Stantec Consulting Ltd., 200, 1719-10th Ave SW, Calgary, AB T3C 0K1.
Ontogeny morphometrics taxonomy biostratigraphy Alberta British Columbia Nevada Sonora

Abstract

The olenelloid trilobite genus Laudonia Harrington, 1956 was thought to occur widely along the Cordilleran margin of Laurentia in lowermost Dyeran strata (Cambrian Series 2). However, supposed occurrences in the Rosella Formation (Cassiar Mountains, northern British Columbia), the Mural Formation (Cariboo Mountains, east-central British Columbia) and the Poleta Formation (Nevada)—re-examined, morphometrically analyzed, and fully documented for the first time herein—are found to actually represent occurrences of species of Lochmanolenellus Lieberman, 1998. This revision results in the restriction of Laudonia to two species—Laudonia bispinata Harrington, 1956 and Laudonia amputata Fritz, 1992—that are known only from the Mural Formation of the Mount Robson area (Canadian Rocky Mountains, Alberta/British Columbia) and are therefore of little biostratigraphic utility.
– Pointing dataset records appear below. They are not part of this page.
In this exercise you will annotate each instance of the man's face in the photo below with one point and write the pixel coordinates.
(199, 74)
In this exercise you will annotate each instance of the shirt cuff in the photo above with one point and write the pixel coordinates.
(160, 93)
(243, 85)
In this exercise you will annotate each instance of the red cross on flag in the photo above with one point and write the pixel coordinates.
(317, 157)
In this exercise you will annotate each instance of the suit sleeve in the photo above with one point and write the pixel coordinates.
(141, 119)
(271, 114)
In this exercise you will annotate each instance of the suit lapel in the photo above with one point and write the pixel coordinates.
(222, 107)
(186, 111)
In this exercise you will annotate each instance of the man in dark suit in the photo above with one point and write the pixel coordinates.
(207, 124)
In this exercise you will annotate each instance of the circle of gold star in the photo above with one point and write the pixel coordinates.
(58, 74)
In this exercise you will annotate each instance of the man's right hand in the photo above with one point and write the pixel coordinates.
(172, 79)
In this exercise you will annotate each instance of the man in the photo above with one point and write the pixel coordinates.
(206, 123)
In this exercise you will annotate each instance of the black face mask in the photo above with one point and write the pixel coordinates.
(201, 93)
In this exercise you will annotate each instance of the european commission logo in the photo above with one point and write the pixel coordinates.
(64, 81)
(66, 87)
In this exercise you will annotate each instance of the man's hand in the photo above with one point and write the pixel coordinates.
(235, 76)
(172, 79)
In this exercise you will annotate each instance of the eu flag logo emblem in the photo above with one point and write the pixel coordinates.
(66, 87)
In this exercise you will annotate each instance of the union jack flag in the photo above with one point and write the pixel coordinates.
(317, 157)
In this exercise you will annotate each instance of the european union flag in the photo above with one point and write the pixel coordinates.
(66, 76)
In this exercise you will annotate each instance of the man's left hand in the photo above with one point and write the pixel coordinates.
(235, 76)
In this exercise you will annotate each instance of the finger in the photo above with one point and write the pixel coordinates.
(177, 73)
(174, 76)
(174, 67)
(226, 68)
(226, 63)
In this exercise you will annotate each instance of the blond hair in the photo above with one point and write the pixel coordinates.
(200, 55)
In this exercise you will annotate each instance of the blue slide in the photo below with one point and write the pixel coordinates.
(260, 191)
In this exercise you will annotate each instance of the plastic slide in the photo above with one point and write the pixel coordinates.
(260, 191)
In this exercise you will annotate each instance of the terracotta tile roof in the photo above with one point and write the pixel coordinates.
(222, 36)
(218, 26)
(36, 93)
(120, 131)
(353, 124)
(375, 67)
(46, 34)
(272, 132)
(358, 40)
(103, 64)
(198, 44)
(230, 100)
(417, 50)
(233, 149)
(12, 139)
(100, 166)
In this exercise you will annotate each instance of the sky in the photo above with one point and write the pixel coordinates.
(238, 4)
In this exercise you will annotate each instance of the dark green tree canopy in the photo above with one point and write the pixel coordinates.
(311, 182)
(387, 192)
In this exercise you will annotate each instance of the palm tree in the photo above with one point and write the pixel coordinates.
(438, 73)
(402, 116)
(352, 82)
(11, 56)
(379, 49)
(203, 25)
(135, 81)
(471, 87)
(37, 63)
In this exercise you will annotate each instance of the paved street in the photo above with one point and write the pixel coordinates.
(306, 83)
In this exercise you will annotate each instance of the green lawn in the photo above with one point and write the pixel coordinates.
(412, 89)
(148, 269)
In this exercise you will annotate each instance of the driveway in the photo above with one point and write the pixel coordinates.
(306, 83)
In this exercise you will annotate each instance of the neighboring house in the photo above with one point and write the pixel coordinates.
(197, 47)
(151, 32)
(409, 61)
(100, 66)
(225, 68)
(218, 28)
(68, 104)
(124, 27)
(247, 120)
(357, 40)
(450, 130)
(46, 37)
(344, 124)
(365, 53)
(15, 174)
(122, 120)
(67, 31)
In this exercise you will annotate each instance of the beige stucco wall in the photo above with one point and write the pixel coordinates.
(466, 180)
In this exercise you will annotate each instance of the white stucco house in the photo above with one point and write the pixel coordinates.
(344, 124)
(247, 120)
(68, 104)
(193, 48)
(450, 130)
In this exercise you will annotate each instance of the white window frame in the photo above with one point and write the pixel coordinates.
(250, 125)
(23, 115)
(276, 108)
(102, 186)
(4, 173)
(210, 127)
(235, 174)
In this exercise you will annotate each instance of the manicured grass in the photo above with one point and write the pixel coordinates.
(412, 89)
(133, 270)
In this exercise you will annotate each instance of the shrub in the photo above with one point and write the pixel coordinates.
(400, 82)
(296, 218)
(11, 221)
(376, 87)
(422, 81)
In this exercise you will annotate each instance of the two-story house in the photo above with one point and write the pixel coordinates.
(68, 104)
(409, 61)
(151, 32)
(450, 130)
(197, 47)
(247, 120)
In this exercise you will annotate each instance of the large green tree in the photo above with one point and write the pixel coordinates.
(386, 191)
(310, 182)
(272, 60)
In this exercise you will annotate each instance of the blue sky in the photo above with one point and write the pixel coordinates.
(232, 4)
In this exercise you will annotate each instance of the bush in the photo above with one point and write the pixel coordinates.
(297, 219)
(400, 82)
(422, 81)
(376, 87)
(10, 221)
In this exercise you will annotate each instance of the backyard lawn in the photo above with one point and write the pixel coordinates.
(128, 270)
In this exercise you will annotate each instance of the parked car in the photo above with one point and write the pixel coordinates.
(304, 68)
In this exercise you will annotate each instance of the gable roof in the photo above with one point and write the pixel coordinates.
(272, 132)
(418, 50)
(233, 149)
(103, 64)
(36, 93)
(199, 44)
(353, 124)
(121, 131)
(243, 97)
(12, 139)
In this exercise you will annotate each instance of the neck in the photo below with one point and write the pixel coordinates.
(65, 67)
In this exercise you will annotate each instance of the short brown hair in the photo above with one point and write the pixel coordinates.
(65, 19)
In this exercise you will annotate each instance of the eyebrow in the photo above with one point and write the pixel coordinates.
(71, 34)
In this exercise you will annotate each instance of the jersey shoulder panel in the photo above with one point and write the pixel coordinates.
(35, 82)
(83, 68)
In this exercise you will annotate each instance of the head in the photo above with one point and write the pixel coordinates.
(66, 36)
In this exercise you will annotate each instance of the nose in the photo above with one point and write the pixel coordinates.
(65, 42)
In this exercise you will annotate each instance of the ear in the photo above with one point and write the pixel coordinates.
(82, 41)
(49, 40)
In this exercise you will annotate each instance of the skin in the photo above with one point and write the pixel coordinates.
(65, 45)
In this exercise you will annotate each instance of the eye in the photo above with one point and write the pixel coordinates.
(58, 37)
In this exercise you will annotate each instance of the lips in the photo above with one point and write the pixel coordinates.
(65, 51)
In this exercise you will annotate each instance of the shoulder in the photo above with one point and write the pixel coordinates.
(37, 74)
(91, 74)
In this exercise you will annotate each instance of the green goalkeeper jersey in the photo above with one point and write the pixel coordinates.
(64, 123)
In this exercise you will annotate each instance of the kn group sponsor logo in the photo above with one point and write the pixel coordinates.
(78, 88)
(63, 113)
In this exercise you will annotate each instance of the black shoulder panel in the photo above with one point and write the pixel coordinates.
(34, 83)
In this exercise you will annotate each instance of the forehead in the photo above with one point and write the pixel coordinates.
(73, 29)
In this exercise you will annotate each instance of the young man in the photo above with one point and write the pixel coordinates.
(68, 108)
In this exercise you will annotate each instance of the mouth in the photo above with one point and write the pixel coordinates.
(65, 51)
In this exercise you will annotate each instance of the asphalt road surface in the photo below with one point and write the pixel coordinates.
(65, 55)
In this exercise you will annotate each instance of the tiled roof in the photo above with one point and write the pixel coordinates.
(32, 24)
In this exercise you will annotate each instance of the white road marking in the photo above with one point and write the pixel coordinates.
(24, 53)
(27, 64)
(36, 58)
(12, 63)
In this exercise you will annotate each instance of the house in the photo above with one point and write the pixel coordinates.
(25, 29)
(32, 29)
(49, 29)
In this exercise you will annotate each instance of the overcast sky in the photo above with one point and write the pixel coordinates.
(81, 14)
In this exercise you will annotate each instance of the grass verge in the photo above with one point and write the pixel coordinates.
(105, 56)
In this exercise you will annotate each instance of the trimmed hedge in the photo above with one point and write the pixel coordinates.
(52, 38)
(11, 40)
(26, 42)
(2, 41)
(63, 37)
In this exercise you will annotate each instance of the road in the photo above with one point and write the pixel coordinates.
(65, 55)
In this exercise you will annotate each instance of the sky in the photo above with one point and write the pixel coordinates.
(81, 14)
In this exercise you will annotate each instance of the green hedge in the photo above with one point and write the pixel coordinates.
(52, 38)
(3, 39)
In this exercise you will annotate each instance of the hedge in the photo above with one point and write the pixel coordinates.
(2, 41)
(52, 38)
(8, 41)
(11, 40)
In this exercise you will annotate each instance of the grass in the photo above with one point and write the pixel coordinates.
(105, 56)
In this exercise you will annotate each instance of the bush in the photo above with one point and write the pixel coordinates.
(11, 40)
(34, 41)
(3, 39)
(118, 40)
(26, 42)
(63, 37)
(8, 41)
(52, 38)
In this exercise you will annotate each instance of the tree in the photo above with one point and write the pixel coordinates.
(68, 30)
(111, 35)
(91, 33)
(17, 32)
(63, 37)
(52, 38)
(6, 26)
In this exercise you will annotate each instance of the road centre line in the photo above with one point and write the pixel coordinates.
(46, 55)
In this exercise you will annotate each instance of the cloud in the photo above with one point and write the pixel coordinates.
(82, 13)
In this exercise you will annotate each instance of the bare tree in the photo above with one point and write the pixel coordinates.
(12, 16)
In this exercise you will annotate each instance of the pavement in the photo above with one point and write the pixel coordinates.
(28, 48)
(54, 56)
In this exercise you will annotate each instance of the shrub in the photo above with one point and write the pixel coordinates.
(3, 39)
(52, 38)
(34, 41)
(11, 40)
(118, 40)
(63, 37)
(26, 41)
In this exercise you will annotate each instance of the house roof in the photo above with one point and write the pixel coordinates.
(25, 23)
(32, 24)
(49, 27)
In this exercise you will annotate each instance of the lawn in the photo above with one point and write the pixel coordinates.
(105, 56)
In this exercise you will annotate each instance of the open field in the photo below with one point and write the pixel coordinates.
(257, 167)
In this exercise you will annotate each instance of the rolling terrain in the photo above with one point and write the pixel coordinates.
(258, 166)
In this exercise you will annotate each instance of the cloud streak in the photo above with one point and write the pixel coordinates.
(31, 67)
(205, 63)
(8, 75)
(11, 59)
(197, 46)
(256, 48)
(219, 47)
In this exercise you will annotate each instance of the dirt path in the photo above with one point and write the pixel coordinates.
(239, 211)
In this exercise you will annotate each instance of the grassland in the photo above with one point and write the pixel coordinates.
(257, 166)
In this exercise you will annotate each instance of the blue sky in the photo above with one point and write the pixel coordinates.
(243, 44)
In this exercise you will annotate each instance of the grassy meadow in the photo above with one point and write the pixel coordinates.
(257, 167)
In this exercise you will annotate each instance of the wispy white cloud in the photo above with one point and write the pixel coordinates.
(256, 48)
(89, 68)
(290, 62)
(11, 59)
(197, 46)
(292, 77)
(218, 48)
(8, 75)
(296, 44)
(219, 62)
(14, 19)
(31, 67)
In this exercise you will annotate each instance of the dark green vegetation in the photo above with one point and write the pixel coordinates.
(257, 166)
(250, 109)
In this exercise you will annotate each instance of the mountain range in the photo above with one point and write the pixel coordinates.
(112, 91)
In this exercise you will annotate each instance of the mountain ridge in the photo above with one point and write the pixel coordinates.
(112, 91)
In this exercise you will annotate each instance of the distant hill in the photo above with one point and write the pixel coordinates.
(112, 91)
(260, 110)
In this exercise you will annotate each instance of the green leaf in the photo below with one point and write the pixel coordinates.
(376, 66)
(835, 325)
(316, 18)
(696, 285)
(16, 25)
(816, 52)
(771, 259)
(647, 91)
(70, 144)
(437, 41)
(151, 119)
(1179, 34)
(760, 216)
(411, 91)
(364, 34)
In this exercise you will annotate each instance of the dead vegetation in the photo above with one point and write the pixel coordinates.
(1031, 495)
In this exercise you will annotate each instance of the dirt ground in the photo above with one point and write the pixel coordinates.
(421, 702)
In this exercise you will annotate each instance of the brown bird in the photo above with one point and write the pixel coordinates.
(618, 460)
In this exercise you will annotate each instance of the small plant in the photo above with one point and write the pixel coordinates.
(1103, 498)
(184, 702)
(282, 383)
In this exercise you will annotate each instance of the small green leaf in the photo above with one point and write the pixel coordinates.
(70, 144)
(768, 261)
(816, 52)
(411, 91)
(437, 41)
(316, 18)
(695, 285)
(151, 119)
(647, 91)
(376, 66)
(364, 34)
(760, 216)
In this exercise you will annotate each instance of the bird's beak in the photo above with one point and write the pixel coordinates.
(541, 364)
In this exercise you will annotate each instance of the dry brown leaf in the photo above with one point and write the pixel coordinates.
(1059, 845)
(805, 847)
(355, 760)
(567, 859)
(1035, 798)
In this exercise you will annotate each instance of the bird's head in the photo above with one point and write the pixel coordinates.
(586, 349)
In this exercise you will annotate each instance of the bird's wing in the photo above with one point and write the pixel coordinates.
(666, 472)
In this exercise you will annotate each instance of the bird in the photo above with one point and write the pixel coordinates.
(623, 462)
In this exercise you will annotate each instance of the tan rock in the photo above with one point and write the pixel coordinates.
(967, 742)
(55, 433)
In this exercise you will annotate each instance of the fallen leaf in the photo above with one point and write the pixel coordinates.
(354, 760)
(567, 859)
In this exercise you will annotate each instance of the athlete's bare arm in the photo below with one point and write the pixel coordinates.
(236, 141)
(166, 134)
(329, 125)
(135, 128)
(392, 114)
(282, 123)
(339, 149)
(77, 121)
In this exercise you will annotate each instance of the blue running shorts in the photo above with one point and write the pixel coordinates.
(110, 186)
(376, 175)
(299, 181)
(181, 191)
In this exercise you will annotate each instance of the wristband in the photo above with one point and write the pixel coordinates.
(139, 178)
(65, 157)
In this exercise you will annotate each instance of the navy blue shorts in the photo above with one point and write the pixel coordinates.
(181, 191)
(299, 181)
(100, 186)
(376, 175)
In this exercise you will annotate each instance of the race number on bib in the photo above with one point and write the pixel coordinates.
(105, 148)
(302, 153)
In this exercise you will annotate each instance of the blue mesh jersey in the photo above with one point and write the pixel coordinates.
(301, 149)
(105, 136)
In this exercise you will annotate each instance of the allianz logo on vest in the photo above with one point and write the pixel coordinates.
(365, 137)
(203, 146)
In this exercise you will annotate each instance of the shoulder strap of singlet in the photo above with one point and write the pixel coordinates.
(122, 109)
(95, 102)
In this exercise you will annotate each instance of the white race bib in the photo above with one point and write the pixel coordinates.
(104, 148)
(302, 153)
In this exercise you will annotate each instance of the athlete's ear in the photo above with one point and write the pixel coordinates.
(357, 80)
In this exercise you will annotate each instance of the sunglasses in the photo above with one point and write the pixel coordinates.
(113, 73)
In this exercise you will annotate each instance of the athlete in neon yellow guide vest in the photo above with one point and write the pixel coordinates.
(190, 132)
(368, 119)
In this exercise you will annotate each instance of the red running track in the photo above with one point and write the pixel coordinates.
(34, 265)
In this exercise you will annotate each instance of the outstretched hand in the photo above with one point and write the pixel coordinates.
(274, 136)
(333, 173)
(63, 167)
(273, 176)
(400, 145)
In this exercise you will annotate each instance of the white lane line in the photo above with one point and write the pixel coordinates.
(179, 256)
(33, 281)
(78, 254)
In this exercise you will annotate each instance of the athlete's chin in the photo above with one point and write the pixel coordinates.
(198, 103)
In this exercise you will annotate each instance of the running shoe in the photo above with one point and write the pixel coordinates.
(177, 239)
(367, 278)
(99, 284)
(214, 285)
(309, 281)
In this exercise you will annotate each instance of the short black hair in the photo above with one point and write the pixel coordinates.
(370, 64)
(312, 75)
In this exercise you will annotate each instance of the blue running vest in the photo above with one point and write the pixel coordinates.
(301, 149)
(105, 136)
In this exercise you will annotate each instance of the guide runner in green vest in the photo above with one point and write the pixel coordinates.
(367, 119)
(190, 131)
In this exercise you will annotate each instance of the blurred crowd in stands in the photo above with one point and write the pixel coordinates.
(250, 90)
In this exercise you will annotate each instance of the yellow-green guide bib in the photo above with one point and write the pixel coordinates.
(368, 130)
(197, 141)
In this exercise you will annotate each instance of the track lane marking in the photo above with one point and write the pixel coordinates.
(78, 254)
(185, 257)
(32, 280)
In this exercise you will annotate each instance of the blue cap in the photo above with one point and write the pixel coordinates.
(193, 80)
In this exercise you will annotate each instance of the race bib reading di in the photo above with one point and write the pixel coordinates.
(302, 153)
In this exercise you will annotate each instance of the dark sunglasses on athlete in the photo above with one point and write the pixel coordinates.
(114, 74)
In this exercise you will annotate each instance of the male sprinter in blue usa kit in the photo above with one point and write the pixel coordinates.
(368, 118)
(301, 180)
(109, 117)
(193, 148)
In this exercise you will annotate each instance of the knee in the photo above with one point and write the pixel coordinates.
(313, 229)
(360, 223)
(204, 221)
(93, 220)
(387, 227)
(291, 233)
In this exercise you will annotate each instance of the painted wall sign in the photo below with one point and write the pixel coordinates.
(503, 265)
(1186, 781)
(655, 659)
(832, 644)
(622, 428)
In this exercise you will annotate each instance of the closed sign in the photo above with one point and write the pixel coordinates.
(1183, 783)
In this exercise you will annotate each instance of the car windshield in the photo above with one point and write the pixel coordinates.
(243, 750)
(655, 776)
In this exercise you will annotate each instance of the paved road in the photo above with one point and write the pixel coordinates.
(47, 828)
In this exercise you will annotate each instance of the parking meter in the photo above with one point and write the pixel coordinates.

Conversely, taxonomic and morphological diversity within the formerly monotypic Lochmanolenellus is greatly expanded by the description of three new species plus several in open nomenclature. The new species form a stratigraphic succession comprising Lochmanolenellus pentagonalis n. sp. (oldest) followed by Lochmanolenellus subquadratus n. sp. and then Lochmanolenellus trapezoidalis n. sp. (youngest) in the Cassiar Mountains and in Nevada, and thus seem to offer some biostratigraphic utility. Lochmanolenellus primus (Lochman in Cooper et al., 1952), the genotype, occurs only in the Puerto Blanco Formation (Caborca area, Sonora). These new data, combined with a comparative study of the ontogenetic development of the cephalon of each of the new species of Lochmanolenellus to other olenelloids, strongly suggest that Lochmanolenellus is closely related to “wanneriid” olenelloids such as Wanneria Walcott, 1910 and Elliptocephala Emmons, 1844 rather than to biceratopsid olenelloids.